RENCONTRE — Directement ciblés par des obligations de décence énergétique, les propriétaires bailleurs peinent parfois à s’y retrouver dans le mille-feuilles de la rénovation énergétique. Quelles aides pour quels travaux ? Par où commencer ? À qui se fier ? Bail Rénov’ a été taillé sur mesure pour le propriétaire bailleur non professionnel afin de l’aiguiller sur le chemin de la rénovation. Entretien avec Laure-Reine Gapp, la directrice de Bail Rénov’.
La rénovation énergétique compte déjà de nombreux dispositifs d’aide. Qu’est-ce qui change avec Bail Rénov’ ?
En l’occurrence, Bail Rénov’ n’est pas un dispositif d’aide, mais plutôt un dispositif d’information. Nous ne distribuons aucune subvention, nous ne finançons aucuns travaux, en revanche, nous sommes la première étape du parcours de rénovation. Nous sommes là pour renseigner, mais aussi écouter les propriétaires bailleurs, répondre à leurs questions et les orienter dans leur parcours.

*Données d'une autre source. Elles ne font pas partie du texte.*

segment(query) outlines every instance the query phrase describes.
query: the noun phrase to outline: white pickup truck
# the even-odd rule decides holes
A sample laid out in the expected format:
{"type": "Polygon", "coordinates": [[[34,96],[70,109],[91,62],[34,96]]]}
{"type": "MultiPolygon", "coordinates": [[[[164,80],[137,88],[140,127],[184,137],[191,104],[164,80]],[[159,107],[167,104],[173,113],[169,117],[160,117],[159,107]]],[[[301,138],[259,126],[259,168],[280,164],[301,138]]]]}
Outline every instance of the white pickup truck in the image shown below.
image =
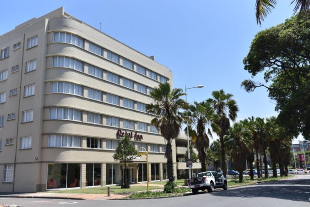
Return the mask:
{"type": "Polygon", "coordinates": [[[215,171],[207,171],[200,173],[197,178],[188,180],[188,187],[192,189],[193,194],[196,194],[199,190],[208,190],[212,193],[214,189],[223,188],[227,189],[227,181],[221,174],[215,171]]]}

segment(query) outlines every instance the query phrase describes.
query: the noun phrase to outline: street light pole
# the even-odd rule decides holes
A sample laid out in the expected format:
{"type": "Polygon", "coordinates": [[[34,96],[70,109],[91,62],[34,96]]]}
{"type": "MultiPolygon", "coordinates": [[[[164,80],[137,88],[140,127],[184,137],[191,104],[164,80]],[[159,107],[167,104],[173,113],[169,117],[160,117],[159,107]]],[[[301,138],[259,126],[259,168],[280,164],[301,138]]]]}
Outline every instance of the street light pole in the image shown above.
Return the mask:
{"type": "MultiPolygon", "coordinates": [[[[188,89],[190,89],[191,88],[202,88],[203,87],[203,86],[200,85],[198,85],[197,86],[195,87],[192,87],[190,88],[187,88],[186,86],[185,86],[185,101],[186,103],[187,103],[187,91],[188,89]]],[[[186,117],[188,118],[188,110],[187,109],[186,109],[186,117]]],[[[187,124],[187,158],[189,160],[191,159],[191,153],[189,151],[189,133],[188,132],[188,119],[186,120],[187,124]]],[[[192,178],[191,176],[191,168],[190,167],[188,167],[188,178],[190,179],[192,178]]]]}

Beaucoup de choses existent déjà en matière de rénovation, mais il manquait encore un dispositif qui s’adresse directement aux propriétaires bailleurs. Notre cœur de cible, c’est d’abord le particulier qui possède un ou plusieurs logements en location et qui se trouve parfois désemparé face à ses obligations. Il est important d’agir auprès d’eux, car dans le parc locatif privé, l’essentiel (97 %) de ces logements est détenu par des particuliers qui sont concernés par des obligations de rénovation.
Vous vous adressez aux bailleurs, mais aussi aux locataires…

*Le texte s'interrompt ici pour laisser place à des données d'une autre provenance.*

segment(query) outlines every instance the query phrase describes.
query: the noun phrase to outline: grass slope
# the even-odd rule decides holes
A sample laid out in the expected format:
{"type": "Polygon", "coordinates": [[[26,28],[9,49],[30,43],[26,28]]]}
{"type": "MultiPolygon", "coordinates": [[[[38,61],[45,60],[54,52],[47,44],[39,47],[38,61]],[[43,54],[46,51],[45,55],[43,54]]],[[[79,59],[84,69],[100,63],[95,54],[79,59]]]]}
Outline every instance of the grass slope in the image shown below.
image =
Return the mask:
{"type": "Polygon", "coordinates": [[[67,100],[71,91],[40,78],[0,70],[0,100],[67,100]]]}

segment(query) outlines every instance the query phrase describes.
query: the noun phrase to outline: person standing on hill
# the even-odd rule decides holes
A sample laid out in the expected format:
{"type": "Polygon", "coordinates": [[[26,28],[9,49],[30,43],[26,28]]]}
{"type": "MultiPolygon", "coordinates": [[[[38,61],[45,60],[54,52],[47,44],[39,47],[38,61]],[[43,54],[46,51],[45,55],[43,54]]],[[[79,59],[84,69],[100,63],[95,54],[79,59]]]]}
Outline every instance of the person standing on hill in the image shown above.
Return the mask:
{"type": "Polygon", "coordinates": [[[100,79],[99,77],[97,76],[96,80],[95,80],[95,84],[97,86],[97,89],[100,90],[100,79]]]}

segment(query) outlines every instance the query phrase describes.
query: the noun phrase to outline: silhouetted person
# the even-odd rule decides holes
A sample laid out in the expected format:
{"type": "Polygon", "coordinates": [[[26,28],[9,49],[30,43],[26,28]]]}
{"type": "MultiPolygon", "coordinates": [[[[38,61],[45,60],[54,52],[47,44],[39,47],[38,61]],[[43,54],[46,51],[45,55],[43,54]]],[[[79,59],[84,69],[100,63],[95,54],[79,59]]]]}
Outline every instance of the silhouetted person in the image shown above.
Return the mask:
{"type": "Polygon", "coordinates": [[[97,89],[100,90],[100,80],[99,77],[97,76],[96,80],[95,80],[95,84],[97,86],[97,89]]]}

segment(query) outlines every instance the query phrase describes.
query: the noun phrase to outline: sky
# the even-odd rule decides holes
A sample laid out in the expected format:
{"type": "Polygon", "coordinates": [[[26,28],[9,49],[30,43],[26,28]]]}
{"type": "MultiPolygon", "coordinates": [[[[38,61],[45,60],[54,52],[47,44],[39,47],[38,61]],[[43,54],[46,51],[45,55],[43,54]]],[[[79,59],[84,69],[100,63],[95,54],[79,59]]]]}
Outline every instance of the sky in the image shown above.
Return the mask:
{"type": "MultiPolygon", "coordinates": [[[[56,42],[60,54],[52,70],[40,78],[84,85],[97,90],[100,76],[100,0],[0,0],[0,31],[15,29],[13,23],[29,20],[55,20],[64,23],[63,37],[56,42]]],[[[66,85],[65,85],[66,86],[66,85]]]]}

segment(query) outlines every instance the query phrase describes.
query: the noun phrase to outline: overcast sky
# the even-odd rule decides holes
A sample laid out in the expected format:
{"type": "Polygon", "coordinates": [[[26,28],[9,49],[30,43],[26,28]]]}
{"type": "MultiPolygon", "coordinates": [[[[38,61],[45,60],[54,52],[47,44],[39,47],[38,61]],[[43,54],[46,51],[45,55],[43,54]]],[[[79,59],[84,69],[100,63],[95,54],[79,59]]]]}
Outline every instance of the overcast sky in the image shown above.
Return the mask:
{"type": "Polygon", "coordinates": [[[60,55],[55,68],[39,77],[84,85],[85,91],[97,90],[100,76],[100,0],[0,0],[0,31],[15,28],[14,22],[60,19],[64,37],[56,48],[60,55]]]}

Oui, parce que nous privilégions une approche globale. La performance énergétique passe évidemment par la rénovation énergétique, mais nous ne devons pas oublier l’usage du logement. Comment vivre dans un logement rénové ? Comment réduire ses factures ? Notre ambition n’est pas seulement d’inciter les propriétaires à réaliser des travaux, mais aussi d’éviter un effet rebond en mettant en place par exemple un suivi des consommations. On sait, en effet, que dans un logement rénové, les occupants ont tendance à rechercher davantage de confort, à se chauffer à une température plus élevée, ce qui réduit forcément les potentielles économies d’énergie.
Bail Rénov’ se veut donc complémentaire de MaPrimeRénov’ et des dispositifs déjà existants…

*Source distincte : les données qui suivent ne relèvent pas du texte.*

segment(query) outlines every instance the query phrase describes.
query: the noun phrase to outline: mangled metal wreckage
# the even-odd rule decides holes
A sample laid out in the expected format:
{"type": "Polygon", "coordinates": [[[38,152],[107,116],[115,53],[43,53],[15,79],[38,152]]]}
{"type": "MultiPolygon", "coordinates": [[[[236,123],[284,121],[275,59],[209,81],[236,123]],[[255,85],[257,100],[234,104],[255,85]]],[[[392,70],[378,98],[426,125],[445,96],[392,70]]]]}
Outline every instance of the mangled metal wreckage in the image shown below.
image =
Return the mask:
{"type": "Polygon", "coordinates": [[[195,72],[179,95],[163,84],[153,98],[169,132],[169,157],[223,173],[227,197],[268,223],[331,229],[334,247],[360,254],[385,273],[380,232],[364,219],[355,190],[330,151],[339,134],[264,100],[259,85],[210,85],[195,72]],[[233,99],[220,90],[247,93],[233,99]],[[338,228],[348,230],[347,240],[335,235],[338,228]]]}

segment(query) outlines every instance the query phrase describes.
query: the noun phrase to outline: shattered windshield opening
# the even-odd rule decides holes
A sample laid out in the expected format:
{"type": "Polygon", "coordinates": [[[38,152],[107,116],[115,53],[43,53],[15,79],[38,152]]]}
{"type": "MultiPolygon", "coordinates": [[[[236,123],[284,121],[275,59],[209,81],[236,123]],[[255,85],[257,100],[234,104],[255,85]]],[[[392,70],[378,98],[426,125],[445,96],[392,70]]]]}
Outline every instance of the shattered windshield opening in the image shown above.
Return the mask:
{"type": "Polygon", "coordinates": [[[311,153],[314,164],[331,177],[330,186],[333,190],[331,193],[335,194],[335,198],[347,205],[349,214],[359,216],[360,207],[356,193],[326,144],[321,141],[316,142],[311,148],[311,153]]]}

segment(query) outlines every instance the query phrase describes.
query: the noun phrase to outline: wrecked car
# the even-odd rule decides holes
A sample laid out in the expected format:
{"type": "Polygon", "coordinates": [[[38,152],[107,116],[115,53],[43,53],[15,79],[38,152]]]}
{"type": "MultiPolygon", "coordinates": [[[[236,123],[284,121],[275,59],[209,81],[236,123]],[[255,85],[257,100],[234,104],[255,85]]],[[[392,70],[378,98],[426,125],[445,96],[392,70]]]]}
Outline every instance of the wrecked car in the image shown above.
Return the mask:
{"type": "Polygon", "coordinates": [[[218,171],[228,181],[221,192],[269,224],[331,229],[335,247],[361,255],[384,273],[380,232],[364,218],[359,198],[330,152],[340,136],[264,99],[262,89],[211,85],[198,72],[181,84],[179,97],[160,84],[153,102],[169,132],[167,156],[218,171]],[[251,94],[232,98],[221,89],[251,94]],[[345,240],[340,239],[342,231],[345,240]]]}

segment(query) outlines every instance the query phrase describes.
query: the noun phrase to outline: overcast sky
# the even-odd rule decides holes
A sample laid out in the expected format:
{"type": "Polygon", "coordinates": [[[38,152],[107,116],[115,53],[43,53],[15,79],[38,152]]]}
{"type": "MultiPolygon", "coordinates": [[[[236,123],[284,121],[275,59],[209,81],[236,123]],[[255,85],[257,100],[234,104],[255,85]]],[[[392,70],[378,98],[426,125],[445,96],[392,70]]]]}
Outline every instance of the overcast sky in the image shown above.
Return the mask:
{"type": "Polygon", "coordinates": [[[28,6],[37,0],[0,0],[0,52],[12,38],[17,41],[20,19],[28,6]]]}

Exactement. Nous nous situons en amont des dispositifs existants, d’abord pour écouter et rassurer les propriétaires, pour les conseiller et enfin les orienter. Nous nous positionnons en tiers de confiance et travaillons en étroite collaboration avec France Rénov’. Après information, selon la maturité du projet, nous orientons les propriétaires bailleurs vers les guichets du service public de rénovation énergétique pour une information complémentaire, ou vers les Accompagnateurs Rénov’. Nous ne nous substituons pas à France Rénov’, au contraire, nous venons appuyer le réseau sur un public spécifique, le propriétaire bailleur.
Concrètement, comment Bail Rénov’ est présent sur le terrain ?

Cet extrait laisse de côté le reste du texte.